It has been a while since I have added to this blog. I guess that reflects my current state of busy -ness. Let me survey the last few weeks, since we got back from Korea.
Korea was followed relatively quickly with a trip to Zhuhai. Zhuhai is to Macau what Shenzhen is to Hong Kong, i.e. a city just adjacent to a Special Administrative Region, where economic incentives facilitate rapid growth. However, Macau is not Hong Kong and so Zhuhai has not developed to the same extent as Shenzhen. Maybe at least in part because of that, the PRC government is trying to make it into a center for higher education, establishing branch campuses for several universities. Hence United International College, which bizarrely is a partnership between Honk Kong Baptist University and Beijing Normal University. Christianity and communism combined! However, the HKBU part is dominant and really all that BNU does is to enable HKBU to set up shop in mainland China.
We were at UIC to help with a liberal studies conference/workshop that also involved a number of people from a consortium of Minnesotan Private Colleges. I was particularly impressed with the President of Saint Scholastica in Duluth, who gave a couple of talks with excellent and thought-provoking content.
It was a much more Chinese environment than the more international Hong Kong. Such things are most noticeable for me when it comes to breakfast. Any number of savory dishes - congee (savory rice porridge), noodles, steamed buns of various types, meat and vegetable dishes. One evening we went into town, but UIC provided us with student guides, to take account of language issues and to make sure we did not get lost. Elizabeth and I had a great time with our guide, who unusually was from Hong Kong. We spent the whole evening in a hot pot restaurant, which meant we were given pots of broth, heating on burners at the table, in which we cooked all manner of good stuff.
The provost at UIC has the goal of extending the work we are doing with general and liberal education in Hong Kong to mainland China. Talk about thinking big. Rather overwhelming if you ask me.

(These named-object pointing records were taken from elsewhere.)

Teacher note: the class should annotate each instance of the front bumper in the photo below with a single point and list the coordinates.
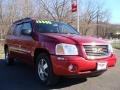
(81, 65)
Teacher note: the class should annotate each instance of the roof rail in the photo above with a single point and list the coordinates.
(27, 18)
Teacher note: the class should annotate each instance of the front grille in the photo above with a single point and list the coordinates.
(96, 51)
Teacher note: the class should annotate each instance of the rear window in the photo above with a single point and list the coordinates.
(55, 27)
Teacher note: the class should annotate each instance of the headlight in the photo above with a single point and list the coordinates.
(110, 48)
(66, 49)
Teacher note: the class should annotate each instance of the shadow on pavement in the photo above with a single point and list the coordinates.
(21, 77)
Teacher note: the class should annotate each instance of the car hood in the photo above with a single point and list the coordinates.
(74, 39)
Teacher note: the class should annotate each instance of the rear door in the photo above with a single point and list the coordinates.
(14, 41)
(27, 43)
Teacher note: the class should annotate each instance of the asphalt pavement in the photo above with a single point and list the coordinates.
(21, 77)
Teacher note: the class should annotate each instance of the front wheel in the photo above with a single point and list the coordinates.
(8, 59)
(44, 70)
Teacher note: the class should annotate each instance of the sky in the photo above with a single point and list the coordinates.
(114, 7)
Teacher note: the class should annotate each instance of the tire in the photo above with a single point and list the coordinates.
(8, 59)
(44, 71)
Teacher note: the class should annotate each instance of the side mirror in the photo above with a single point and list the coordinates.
(26, 31)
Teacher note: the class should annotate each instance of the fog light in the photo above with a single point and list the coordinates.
(72, 68)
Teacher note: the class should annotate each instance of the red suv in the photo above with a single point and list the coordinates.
(56, 49)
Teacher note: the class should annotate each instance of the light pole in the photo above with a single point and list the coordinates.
(78, 17)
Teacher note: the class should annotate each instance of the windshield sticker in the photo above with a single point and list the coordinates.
(44, 22)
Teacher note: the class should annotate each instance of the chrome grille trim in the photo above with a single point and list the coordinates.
(96, 51)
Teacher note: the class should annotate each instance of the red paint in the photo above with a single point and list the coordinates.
(24, 47)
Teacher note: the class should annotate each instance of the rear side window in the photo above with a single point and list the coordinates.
(27, 26)
(17, 30)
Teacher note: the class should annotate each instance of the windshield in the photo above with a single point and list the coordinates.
(55, 27)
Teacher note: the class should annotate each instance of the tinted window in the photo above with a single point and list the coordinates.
(55, 27)
(27, 26)
(17, 30)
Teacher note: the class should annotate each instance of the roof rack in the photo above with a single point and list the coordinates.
(22, 20)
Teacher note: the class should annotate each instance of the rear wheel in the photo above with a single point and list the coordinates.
(8, 59)
(44, 70)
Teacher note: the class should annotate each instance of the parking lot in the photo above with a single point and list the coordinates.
(21, 77)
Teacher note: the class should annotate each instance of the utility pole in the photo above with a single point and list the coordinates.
(78, 17)
(97, 23)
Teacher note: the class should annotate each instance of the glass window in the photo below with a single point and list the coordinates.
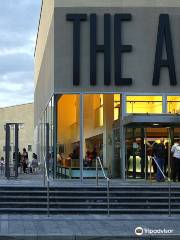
(68, 136)
(173, 104)
(116, 106)
(144, 104)
(98, 109)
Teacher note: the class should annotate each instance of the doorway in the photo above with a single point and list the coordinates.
(139, 150)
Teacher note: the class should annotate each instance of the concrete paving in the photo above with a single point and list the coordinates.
(38, 180)
(76, 227)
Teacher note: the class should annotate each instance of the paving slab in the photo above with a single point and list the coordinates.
(78, 227)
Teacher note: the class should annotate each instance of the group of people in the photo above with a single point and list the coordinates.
(160, 157)
(23, 162)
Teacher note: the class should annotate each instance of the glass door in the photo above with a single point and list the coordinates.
(135, 153)
(11, 150)
(156, 135)
(139, 151)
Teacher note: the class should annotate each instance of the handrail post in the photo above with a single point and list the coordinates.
(108, 198)
(169, 198)
(169, 188)
(97, 177)
(44, 173)
(48, 198)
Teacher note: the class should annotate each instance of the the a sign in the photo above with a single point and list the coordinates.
(164, 40)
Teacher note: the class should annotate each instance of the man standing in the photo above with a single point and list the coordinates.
(159, 157)
(176, 161)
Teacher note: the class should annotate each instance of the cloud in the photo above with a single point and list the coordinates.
(18, 29)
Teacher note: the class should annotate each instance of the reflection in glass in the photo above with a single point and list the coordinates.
(173, 104)
(68, 137)
(144, 104)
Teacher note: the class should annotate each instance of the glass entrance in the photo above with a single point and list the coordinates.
(139, 151)
(11, 150)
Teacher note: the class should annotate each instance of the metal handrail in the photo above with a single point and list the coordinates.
(48, 183)
(169, 181)
(98, 160)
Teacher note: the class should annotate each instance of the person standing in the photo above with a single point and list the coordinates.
(175, 150)
(24, 160)
(159, 157)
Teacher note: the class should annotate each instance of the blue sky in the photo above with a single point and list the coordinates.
(18, 29)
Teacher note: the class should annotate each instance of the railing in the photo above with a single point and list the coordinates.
(47, 179)
(98, 160)
(169, 181)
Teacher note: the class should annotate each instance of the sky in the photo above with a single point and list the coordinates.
(18, 30)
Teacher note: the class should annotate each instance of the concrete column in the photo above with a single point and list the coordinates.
(108, 118)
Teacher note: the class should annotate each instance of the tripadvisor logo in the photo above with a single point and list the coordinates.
(139, 231)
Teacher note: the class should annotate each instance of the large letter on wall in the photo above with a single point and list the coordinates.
(164, 36)
(76, 19)
(119, 49)
(106, 48)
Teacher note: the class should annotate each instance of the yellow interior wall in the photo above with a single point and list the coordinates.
(144, 107)
(174, 105)
(68, 121)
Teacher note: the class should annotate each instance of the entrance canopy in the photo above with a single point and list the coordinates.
(153, 120)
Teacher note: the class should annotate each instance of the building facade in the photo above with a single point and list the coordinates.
(24, 115)
(107, 84)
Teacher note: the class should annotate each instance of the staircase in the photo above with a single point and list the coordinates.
(144, 199)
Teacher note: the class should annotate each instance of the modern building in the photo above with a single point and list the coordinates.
(107, 76)
(23, 115)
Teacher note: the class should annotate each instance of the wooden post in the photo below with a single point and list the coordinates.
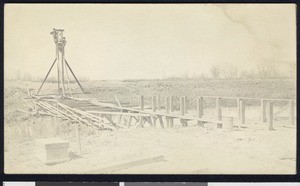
(158, 106)
(154, 103)
(263, 105)
(172, 103)
(242, 111)
(78, 137)
(238, 108)
(270, 115)
(182, 112)
(219, 109)
(142, 108)
(171, 122)
(228, 123)
(185, 104)
(167, 107)
(292, 112)
(200, 110)
(142, 102)
(154, 110)
(161, 122)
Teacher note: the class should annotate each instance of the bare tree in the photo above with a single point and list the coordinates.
(266, 70)
(215, 71)
(231, 72)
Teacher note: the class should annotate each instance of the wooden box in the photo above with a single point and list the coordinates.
(52, 150)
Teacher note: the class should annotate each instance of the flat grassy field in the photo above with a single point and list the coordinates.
(190, 150)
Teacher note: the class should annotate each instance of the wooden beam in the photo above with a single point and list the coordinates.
(127, 165)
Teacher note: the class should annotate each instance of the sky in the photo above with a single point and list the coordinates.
(132, 41)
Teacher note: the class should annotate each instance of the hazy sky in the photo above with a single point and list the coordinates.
(110, 41)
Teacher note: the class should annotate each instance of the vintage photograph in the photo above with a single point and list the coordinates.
(150, 89)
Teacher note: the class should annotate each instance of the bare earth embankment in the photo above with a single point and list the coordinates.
(190, 150)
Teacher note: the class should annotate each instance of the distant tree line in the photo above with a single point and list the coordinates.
(28, 77)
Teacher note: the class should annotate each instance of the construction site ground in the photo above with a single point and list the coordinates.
(185, 150)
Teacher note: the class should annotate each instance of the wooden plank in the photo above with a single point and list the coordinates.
(248, 98)
(127, 165)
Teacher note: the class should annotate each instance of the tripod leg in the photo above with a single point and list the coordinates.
(74, 76)
(46, 76)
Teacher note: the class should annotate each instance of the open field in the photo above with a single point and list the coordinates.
(190, 150)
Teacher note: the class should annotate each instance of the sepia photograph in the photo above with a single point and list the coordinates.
(185, 89)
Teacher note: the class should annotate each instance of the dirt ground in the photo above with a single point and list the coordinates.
(189, 150)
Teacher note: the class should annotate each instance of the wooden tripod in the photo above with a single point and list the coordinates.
(62, 65)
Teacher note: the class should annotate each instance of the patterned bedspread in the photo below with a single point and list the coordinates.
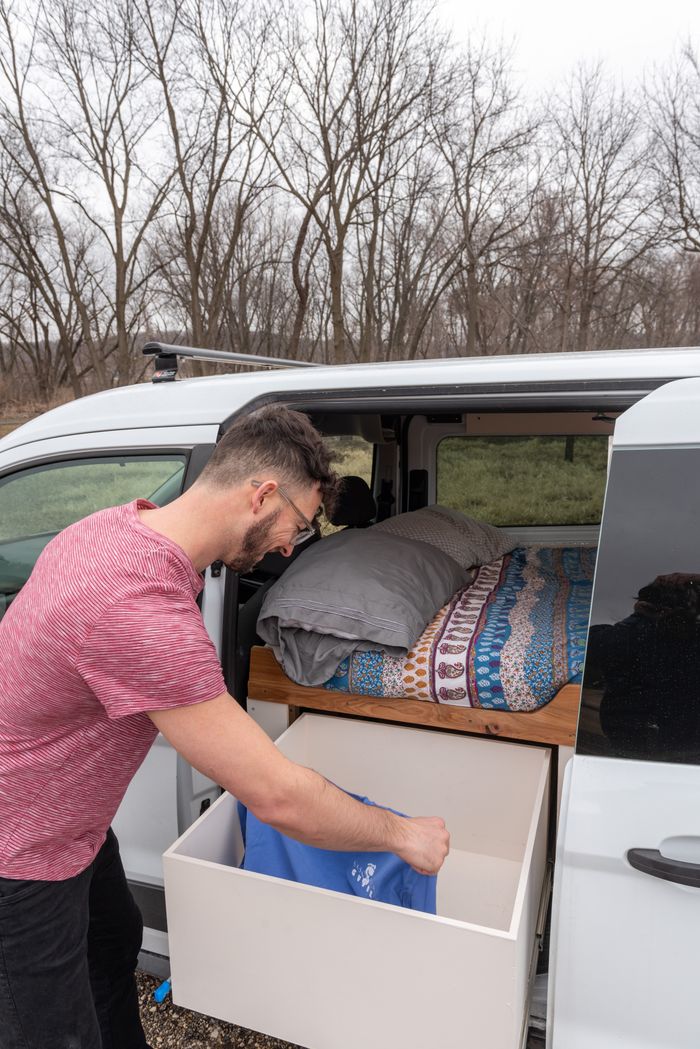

So that was a 3-day trip and since then I have helped with workshops at the HK Institute of Education and the HK University of Science and Technology. Plus things have been heating up at PolyU, since I have figured out how to engage with the parts of the university required for me to be effective. In addition I have been working with the General Education Centre here as it plans the transition to a normal academic department. Then the semester is ending so I have had all the usual end of semester stuff with my class.
However, there has still been time for fun stuff, not that the work stuff has not also been fun. There was Thanksgiving in there somewhere, when the Freake/Huebner family cooked. Lacking an oven, we could not host, so we decamped for the afternoon to another Fulbrighter's much larger apartment. Just the afternoon, mind you, because I had to teach in the morning. And the turkey cost the usual weekly food budget.
This past weekend, we had two wonderful outings. The first was to Sai Kung Country Park. It required a 90 minute ferry ride and then close to an hour trek, to get to some fabulous beaches. These beaches came equipped with cafes, which suited me, and big waves, which the surfers enjoyed. Then yesterday we went to one of the HK islands called Cheung Chau. It was just like putting down into a Chinese version of a Mediterranean village. A little bigger and more crowded but a wonderful place to be. You can buy fish in the market and take it to the restaurants to be cooked. And just half an hour by the fast ferry from downtown HK. Not a bad place to live!
By the way, I am not sure what photos I am going to put up with this narrative. My designated photographers, Jacob and Duncan were off in Sichuan on the Habitat for Humanity. They had a wonderful time there and are now adept bricklayers.